From the WSJ Opinion Archives
DISPATCH
Mad About Madison
As the fourth president turns 250, Americans can't get enough of the Founders.
Friday is the 250th anniversary of the birth of James Madison, and his birthday coincides with a boom in books about the Founding Fathers and the Constitution. I was thinking this on Sunday, when my wife and I were walking back from brunch at the home of one of our neighbors in Brooklyn, Gary Rosen, who recently brought out a book called "American Compact: James Madison and the Problem of Founding."
It struck me that within a few blocks of our home, books on the Founders are busting out like crocuses. Not far down the street, the editor of Grant's Interest Rate Observer, James Grant, is at work on a biography of John Adams. Our second president is the subject of another biography in progress, by David McCullough, whose book on President Truman was a great success. Yesterday Mr. McCullough's manuscript had climbed the Amazon.com sales rank to No. 5,472, nearly three months before publication.
Back among New York-based authors, Richard Brookhiser followed his celebrated minibiography of America's first president--"Founding Father: Rediscovering George Washington"--with a lively biography of Madison's co-author of the Federalist, "Alexander Hamilton: American." Hamilton is the subject of yet another biography in progress, by yet another neighbor, Ron Chernow.
Having written on the House of Morgan, the Warburgs and Rockefeller, Mr. Chernow is intent on illuminating the life of the man who laid the foundation for what became the world's mightiest monetary system. When I ran into Mr. Chernow at the movies the other day, he was fairly bursting with enthusiasm over the vastness of Hamilton papers that have become available since the last full-length biography was published in the 1970s.

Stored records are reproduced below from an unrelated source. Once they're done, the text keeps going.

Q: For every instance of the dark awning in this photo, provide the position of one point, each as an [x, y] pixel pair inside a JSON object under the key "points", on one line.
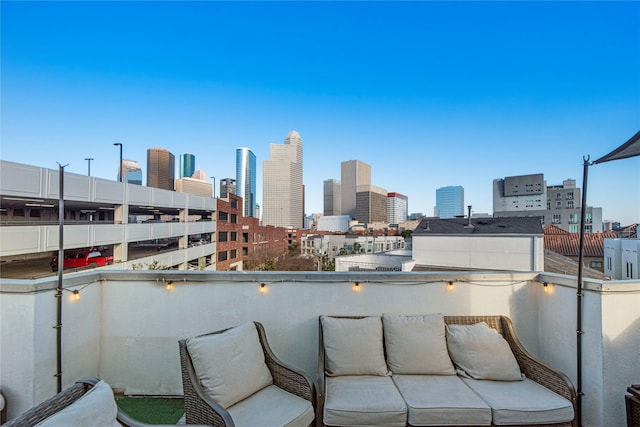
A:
{"points": [[630, 148]]}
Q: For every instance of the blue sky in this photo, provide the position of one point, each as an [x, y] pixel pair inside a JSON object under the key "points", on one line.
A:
{"points": [[429, 94]]}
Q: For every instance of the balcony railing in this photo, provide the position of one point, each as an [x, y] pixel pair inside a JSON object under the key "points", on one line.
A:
{"points": [[126, 324]]}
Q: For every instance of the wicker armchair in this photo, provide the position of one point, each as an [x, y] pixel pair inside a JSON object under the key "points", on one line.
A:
{"points": [[60, 401], [533, 369], [200, 408]]}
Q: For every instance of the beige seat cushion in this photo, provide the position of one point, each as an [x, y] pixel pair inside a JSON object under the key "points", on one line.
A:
{"points": [[441, 400], [480, 352], [362, 401], [353, 346], [416, 344], [522, 402], [230, 365], [96, 407], [272, 407]]}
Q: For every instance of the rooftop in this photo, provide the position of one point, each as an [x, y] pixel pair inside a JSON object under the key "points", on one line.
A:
{"points": [[506, 225]]}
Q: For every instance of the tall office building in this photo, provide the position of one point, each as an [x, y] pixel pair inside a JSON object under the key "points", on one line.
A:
{"points": [[246, 180], [371, 204], [196, 186], [187, 165], [354, 174], [332, 197], [529, 195], [449, 201], [132, 172], [397, 208], [227, 186], [283, 192], [160, 169]]}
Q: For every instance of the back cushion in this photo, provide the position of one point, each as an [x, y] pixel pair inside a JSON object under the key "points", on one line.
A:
{"points": [[416, 345], [230, 365], [353, 346], [96, 407], [481, 353]]}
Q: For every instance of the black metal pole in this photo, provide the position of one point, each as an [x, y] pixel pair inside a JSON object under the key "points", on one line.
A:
{"points": [[58, 294], [120, 171], [579, 294], [88, 159]]}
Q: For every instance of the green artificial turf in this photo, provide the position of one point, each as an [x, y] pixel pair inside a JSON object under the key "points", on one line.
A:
{"points": [[152, 410]]}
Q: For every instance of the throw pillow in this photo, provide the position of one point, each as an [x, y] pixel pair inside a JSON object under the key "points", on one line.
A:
{"points": [[353, 346], [230, 365], [481, 353], [416, 345]]}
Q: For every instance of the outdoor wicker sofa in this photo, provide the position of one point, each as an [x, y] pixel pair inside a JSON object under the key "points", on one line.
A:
{"points": [[343, 414], [202, 408], [63, 401]]}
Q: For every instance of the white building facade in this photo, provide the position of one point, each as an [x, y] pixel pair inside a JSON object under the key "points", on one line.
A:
{"points": [[622, 258], [397, 208], [282, 194], [354, 174]]}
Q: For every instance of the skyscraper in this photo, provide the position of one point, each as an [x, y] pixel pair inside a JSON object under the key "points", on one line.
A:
{"points": [[354, 173], [371, 204], [246, 180], [283, 193], [187, 165], [132, 172], [332, 197], [449, 201], [160, 168], [397, 208]]}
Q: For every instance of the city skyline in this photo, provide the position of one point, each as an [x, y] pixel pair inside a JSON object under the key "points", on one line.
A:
{"points": [[427, 93]]}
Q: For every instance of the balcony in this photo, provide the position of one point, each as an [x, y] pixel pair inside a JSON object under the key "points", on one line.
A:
{"points": [[125, 325]]}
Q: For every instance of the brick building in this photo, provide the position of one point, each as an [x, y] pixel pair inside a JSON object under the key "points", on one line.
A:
{"points": [[240, 238]]}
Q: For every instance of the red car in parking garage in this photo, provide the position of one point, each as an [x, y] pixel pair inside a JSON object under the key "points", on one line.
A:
{"points": [[89, 258]]}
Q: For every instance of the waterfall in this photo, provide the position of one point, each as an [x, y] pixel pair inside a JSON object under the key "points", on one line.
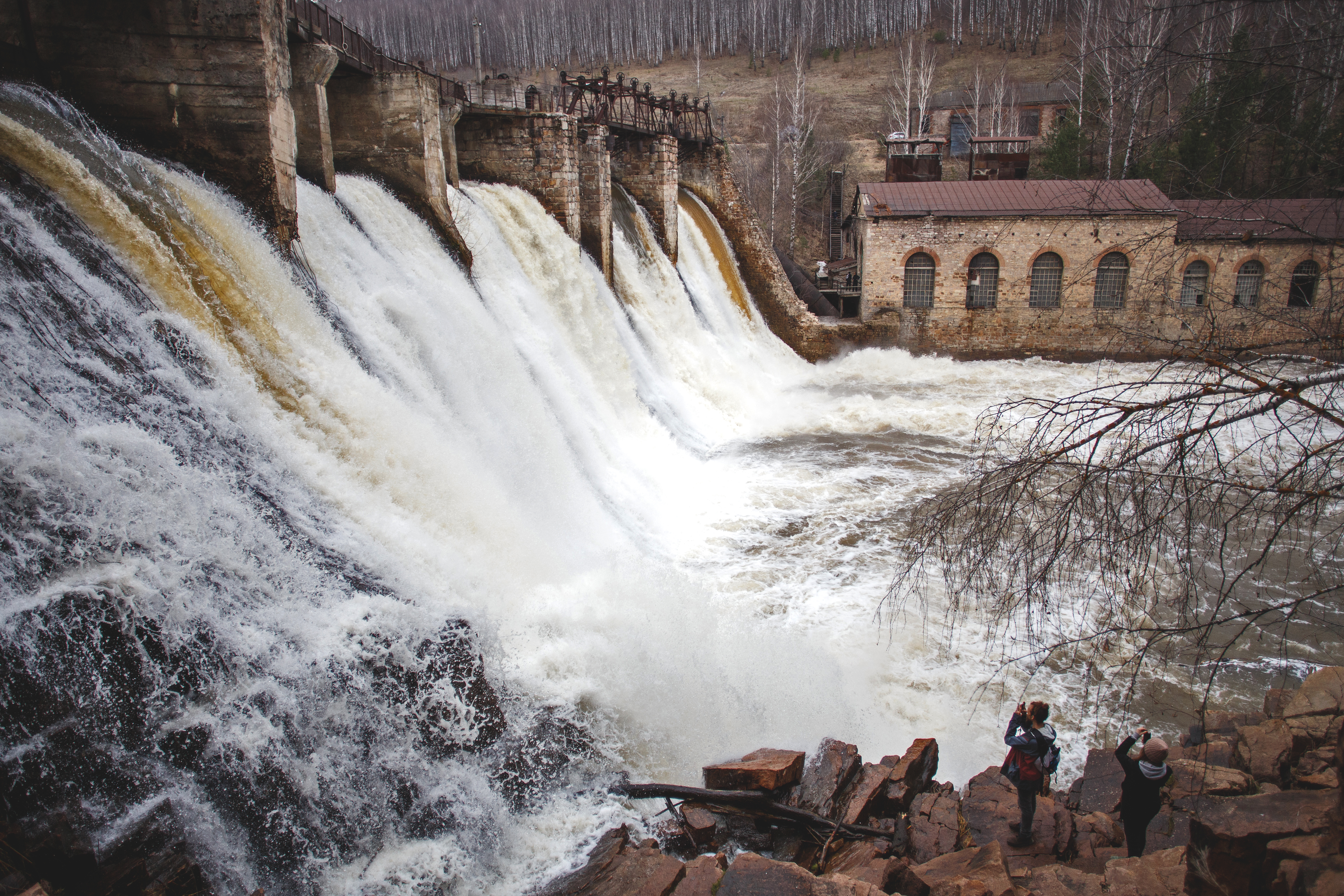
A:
{"points": [[381, 572]]}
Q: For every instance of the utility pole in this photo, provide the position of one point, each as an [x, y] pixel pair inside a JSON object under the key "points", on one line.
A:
{"points": [[476, 49]]}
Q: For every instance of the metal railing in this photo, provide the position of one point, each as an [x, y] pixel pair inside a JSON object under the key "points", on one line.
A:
{"points": [[600, 101]]}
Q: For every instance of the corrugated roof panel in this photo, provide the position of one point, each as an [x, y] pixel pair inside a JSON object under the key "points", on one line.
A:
{"points": [[1017, 198]]}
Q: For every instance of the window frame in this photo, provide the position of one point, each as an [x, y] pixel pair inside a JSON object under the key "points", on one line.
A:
{"points": [[976, 297], [1107, 296], [1037, 296], [1244, 279], [906, 280], [1189, 297]]}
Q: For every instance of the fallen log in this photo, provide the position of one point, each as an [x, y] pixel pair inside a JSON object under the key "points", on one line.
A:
{"points": [[752, 801]]}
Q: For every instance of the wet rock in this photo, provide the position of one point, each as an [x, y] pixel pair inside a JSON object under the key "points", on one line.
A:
{"points": [[440, 683], [764, 769], [1061, 880], [912, 774], [1265, 751], [619, 867], [826, 776], [1320, 695], [701, 823], [983, 864], [866, 799], [1232, 837], [1276, 700], [702, 876], [991, 805], [935, 827], [1103, 777], [753, 875], [1160, 874], [1191, 778]]}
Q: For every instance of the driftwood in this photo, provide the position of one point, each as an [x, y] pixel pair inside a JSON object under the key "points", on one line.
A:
{"points": [[750, 801]]}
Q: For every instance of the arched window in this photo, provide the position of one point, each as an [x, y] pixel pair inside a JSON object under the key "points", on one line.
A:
{"points": [[1048, 273], [983, 281], [1302, 293], [1112, 276], [1194, 285], [1249, 279], [920, 281]]}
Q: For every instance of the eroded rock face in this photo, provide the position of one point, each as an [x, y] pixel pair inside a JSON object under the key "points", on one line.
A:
{"points": [[1233, 836], [826, 777], [1265, 751], [1320, 695], [763, 769], [935, 827]]}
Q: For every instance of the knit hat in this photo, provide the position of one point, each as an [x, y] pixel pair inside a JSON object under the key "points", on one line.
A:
{"points": [[1155, 751]]}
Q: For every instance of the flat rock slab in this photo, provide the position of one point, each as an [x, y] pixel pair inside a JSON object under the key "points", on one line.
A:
{"points": [[824, 777], [702, 875], [1237, 832], [1162, 874], [1320, 695], [1103, 777], [759, 770], [984, 864], [1061, 880]]}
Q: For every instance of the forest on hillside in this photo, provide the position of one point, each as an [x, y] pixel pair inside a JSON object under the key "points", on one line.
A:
{"points": [[1236, 99]]}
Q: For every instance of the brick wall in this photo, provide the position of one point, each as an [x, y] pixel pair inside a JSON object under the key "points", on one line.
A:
{"points": [[1148, 319], [537, 151]]}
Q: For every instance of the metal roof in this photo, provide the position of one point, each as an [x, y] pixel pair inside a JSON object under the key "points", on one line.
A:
{"points": [[1050, 92], [953, 198], [1261, 218]]}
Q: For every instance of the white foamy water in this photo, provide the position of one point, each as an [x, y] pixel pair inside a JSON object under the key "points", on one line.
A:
{"points": [[662, 524]]}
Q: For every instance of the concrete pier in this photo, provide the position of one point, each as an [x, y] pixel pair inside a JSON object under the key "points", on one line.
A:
{"points": [[388, 127], [647, 167], [312, 66]]}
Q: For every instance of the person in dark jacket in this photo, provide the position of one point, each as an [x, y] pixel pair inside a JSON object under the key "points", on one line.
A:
{"points": [[1142, 792], [1021, 768]]}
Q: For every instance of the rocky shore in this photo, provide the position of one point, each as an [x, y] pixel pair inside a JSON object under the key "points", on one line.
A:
{"points": [[1253, 808]]}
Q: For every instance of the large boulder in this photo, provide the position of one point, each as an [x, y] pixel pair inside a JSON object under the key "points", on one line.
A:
{"points": [[1195, 778], [990, 805], [1265, 751], [912, 773], [1103, 777], [826, 777], [1320, 695], [763, 769], [620, 867], [935, 827], [867, 796], [702, 876], [1232, 837], [1162, 874], [984, 864], [1062, 880]]}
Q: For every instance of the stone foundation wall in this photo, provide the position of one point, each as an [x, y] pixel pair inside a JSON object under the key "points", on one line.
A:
{"points": [[596, 198], [205, 84], [537, 151], [648, 170], [388, 127], [1146, 324]]}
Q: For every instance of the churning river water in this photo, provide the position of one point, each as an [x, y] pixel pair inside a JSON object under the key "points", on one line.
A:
{"points": [[667, 532]]}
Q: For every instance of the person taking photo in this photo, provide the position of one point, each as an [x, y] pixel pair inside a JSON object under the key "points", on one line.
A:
{"points": [[1027, 762], [1142, 792]]}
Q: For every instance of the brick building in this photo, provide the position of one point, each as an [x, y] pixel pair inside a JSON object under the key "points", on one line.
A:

These days, things are hopping. Last night I found myself a local dinner for the historian John d'Entremont. He gave a reprise on Thomas Jefferson's relations with Sally Hemings so riveting that someone in the audience said, "Get this guy together with Steven Spielberg."
Afterward, I asked Mr. d'Etremont if he shared the sense that something is going on with respect to the Founders. He was quick to respond that there is very much of a surge in interest (he himself is working on a history of Virginia starting 12,000 years ago). "There's such a shortage of greatness in our leaders today that people are searching for greatness wherever they can," he said. "If they have to go back 200 years, they will."
As Mr. Grant puts it: "Everything that Adams was, Clinton isn't." Mr. Grant spends his days peering at the economic indicators and editing Grant's, then goes to his study at home and settles down to Adams's papers. He likens writing a biography to bringing the subject into your home for a year or three. "Adams," he said, "is the best company . . . endlessly brilliant, funny, winning . . . all resolution and earnestness."
Mr. Rosen says that part of the burst of new interest in Madison and the other Founders "has to do with the fact that in our century we've seen such a radical growth in the federal government's responsibilities and ambitions that we've lost sight of the deeper question of the legitimacy of these new ends and how they relate to our scheme of government."
Jean Yarborough and Richard Morgan gave a tour d'horizon in their City Journal piece. They point out that a generation ago when the left dealt with the Founders it was often to question their motives: "As anyone over 30 recalls, it wasn't so long ago that critics spelled 'Amerika' with a k, and scholars made their reputations unmasking America's racist, patriarchal, and genocidal origins."
Much of the new writing, Ms. Yarborough and Mr. Morgan note, has called into question the leftist critique of the Founders' motives. Now when liberals and modern-day progressives fight back, "they understand that they must first ceremonially embrace the Founders before easing them out of the way in favor of revisionist alternatives that hallow their own icons." Or, as they put it: "Right and left, today nobody wants to be on the wrong side of the Founders."
Certainly any working newspaperman would have to remark with amazement on the number of stories of the past generation that have landed him back at the feet of the Constitution, Madison and the men on whose debates he made his notes. Impeachment, abortion, war powers, pardons, campaign-speech regulation, environmental takings, school prayer, monetary policy, capital punishment, the Electoral College, one hardly knows where to begin--or end. It's enough to move one to say that though this is Madison's 250th birthday, we'll need him around for another 250 years.
Mr. Lipsky is a contributing editor of The Wall Street Journal. His column appears Wednesdays.